FC Eddersheim
- Full name: Fußballclub 1931 Eddersheim e.V.
- Founded: 12 December 1931; 94 years ago
- Ground: Sportplatz Mönchhofstraße
- Chairman: Günther Fuchs
- Manager: Andreas Schreier
- League: Hessenliga (V)
- 2025–26: Hessenliga, 2nd of 18
| Home colours | Away colours |

= FC Eddersheim =

German football club

The FC Eddersheim is a German association football club from the town of Hattersheim am Main, Hesse.

The club's greatest success came in 2012 when it earned promotion to the Hessenliga, the highest football league in Hesse, but it was relegated again after only one season.

==History==
FC Eddersheim was formed on 12 December 1931. The club played in local amateur football for the first six decades of its existence until 1996, when it won the Bezirksliga and earned promotion to the Bezirksoberliga. Six seasons later the club won a championship in this league, too and earned promotion to the tier five Landesliga.

FC played the next nine seasons in the Landesliga Hessen-Mitte, renamed to Verbandsliga Hessen-Mitte in 2008. During that time the club finished runners-up on three occasions, 2007, 2009 and 2012. It failed in its first two attempts in the promotion round to the Hessenliga in 2007 and 2009 but succeeded in 2012. The 2012–13 Hessenliga season however proved unsuccessful to the club, finishing seventeenth and being relegated again.

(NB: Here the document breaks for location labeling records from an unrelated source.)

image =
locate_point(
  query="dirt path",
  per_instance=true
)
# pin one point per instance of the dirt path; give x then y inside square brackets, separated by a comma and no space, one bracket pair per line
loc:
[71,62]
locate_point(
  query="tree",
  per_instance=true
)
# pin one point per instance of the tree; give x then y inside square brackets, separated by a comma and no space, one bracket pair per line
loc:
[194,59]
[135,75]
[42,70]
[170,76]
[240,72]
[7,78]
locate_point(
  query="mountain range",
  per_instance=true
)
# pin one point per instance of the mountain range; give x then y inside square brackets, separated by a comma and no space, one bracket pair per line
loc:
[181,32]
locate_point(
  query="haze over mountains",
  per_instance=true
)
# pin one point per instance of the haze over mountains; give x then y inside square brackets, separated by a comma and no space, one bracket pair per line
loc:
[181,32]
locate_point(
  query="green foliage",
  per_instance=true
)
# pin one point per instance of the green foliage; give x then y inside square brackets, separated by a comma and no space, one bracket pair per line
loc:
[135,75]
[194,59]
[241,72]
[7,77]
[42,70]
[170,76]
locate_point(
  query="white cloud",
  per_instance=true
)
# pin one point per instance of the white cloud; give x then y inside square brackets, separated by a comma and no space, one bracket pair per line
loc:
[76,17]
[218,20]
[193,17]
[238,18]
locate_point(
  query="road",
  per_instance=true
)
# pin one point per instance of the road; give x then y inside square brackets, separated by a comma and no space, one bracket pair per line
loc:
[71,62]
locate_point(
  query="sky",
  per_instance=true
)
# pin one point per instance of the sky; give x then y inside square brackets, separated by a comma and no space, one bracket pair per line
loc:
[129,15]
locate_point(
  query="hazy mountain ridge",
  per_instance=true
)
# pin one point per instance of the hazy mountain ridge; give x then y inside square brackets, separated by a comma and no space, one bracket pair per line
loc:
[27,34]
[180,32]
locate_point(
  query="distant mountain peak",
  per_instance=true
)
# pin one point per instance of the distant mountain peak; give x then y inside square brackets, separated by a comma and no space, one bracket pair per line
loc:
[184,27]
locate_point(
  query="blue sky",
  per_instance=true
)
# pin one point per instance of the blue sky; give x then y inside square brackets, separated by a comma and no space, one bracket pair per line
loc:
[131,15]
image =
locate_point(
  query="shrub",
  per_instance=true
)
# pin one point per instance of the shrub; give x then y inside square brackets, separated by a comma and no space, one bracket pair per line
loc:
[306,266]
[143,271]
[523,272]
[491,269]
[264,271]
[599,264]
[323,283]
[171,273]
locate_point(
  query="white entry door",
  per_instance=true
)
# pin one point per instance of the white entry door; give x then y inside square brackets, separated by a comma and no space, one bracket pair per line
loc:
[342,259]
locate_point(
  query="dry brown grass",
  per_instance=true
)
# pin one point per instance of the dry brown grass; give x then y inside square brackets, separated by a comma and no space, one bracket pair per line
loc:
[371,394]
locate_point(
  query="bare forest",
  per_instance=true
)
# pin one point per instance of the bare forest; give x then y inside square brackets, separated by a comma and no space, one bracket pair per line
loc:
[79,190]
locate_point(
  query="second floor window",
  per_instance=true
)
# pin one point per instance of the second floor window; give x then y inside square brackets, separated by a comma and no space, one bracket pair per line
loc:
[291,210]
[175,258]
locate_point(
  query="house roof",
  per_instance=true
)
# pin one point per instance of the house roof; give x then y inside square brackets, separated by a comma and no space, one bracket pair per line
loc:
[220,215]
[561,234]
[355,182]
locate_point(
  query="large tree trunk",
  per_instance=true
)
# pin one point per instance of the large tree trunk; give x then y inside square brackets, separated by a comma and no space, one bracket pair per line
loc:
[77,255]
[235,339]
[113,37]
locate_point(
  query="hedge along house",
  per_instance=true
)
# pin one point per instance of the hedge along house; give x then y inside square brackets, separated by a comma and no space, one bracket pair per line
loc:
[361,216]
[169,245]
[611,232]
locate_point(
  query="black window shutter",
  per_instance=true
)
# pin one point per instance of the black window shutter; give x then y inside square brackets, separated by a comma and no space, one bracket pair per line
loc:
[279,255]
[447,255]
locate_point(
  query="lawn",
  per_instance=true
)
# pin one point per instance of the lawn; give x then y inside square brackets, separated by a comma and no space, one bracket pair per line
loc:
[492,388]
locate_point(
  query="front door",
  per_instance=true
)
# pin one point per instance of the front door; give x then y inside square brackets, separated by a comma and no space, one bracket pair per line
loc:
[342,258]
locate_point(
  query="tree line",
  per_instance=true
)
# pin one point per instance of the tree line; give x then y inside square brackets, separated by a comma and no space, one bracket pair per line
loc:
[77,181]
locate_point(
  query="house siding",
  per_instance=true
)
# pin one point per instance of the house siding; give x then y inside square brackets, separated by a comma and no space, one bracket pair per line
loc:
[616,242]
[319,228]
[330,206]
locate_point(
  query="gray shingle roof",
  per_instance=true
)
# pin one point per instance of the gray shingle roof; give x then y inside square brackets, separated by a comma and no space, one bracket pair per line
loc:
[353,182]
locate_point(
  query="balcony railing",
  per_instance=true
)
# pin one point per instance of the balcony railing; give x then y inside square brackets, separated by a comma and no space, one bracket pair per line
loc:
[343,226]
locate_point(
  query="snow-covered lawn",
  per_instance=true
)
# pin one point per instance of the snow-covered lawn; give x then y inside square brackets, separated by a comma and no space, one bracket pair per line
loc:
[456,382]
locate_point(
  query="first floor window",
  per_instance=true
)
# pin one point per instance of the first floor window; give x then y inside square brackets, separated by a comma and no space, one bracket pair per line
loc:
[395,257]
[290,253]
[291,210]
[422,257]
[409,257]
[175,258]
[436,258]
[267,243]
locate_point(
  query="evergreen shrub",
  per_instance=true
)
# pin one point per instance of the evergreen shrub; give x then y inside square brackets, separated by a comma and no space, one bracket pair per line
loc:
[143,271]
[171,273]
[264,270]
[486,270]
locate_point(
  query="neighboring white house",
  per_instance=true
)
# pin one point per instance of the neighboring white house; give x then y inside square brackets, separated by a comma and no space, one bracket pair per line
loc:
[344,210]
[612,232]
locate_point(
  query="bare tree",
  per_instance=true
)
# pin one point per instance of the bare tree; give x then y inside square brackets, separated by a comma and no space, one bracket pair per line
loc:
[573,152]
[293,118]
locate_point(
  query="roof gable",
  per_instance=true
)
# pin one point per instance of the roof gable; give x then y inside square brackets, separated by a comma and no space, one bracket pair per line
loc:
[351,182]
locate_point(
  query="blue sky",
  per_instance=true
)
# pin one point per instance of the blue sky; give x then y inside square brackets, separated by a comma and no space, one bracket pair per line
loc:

Since then the club has been playing in the Verbandsliga again.

==Honours==
The club's honours:
- Verbandsliga Hessen-Mitte
  - Runners-up: 2007, 2009, 2012
- Bezirksoberliga Wiesbaden
  - Champions: 2002
- Bezirksliga Main-Taunus
  - Champions: 1996

==Recent seasons==
The recent season-by-season performance of the club:

| Season | Division | Tier | Position |
| 1999–2000 | Bezirksoberliga Wiesbaden | VI | 3rd |
| 2000–01 | Bezirksoberliga Wiesbaden | 4th |
| 2001–02 | Bezirksoberliga Wiesbaden | 1st↑ |
| 2002–03 | Landesliga Hessen-Mitte | V | 7th |
| 2003–04 | Landesliga Hessen-Mitte | 4th |
| 2004–05 | Landesliga Hessen-Mitte | 9th |
| 2005–06 | Landesliga Hessen-Mitte | 6th |
| 2006–07 | Landesliga Hessen-Mitte | 2nd |
| 2007–08 | Landesliga Hessen-Mitte | 8th |
| 2008–09 | Verbandsliga Hessen-Mitte | VI | 2nd |
| 2009–10 | Verbandsliga Hessen-Mitte | 6th |
| 2010–11 | Verbandsliga Hessen-Mitte | 5th |
| 2011–12 | Verbandsliga Hessen-Mitte | 2nd↑ |
| 2012–13 | Hessenliga | V | 17th ↓ |
| 2013–14 | Verbandsliga Hessen-Mitte | VI | 5th |
| 2014–15 | Verbandsliga Hessen-Mitte | 9th |
| 2015–16 | Verbandsliga Hessen-Mitte | 5th |
| 2016–17 | Verbandsliga Hessen-Mitte | 8th |
| 2017–18 | Verbandsliga Hessen-Mitte | 1st↑ |
| 2018–19 | Hessenliga | V | 8th |
| 2019–20 | Hessenliga | 3rd |
| 2020–21 | Hessenliga | 19th |
| 2021–22 | Hessenliga | 4th |
| 2022–23 | Hessenliga | 11th |

- With the introduction of the Regionalligas in 1994 and the 3. Liga in 2008 as the new third tier, below the 2. Bundesliga, all leagues below dropped one tier. Alongside the introduction of the 3. Liga in 2008, a number of football leagues in Hesse were renamed, with the Oberliga Hessen renamed to Hessenliga, the Landesliga to Verbandsliga, the Bezirksoberliga to Gruppenliga and the Bezirksliga to Kreisoberliga.